Noita is probably the best roguelite ever made in my opinion. In a genre where games are often judged on their variety and replay value, Noita comes out on top every time. It's one thing to have a game built around chasing the heralded "god run" but fact of the matter is, a "god run" isn't godly forever. Once you've cracked the code and done it more than twice, you realize that, just like everything else at play, it's "just another run" that leaves you unsatisfied. That's the hallmark where usually you might find it time to give up on most roguelites, but Noita proposes a different idea. Extreme brutality and esoteric design go a long way in characterizing a different method. In Noita, the amount of variety at play comes from its sheer focus on simulation, details and secrets.
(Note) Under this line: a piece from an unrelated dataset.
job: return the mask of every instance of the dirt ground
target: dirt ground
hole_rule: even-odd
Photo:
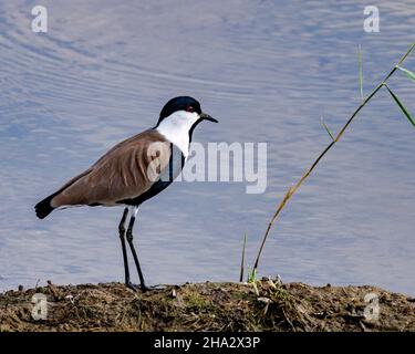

No two runs will usually end the same and it's frequently possible to kill yourself solely from being curious about something, but that's okay, because it never was about winning.
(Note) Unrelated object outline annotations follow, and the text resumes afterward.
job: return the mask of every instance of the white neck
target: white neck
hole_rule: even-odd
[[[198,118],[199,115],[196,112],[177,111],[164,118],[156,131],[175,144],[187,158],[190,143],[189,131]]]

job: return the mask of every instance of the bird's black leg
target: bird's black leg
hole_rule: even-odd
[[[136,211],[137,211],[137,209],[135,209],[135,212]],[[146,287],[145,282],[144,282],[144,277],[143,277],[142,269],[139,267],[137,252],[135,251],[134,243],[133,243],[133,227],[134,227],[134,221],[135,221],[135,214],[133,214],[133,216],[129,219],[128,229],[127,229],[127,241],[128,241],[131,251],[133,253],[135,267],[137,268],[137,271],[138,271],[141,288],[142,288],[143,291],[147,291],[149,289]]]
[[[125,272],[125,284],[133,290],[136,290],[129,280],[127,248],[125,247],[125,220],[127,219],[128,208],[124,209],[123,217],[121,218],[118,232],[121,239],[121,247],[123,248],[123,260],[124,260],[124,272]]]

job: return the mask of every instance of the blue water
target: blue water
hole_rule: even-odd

Rather than sharing the "beat the arcade game" model and the "browse the wiki" model as separate elements, the two are fused. Death is entirely a learning experience and the bigger questions at hand while you play are less tied to survival (though that is a factor) and more about the limits of the simulation itself. While most of the game will see the simulated world and lively enemies beating you down in unique ways, the simple factor of getting that god-tier spell and thinking "wait, what if I do this that wasn't possible before?" leads to an entirely new facet of the game you never even knew existed beforehand, and that itself is a huge appeal. Discovery becomes so core to the experience that the "wiki game" element entirely dissolves as you open up a new avenue that is pure morbid curiosity manifested into an entire game, turning the knowledge you gain into the moment-to-moment gameplay with little to no downtime due to how many factors are constantly at play. All the most painful moments made worthwhile by the realization of "I'm probably gonna die doing this" and the comfort of "well, at least the runs don't take long in this game" bringing you back to skin yourself alive in an acid spell many a time.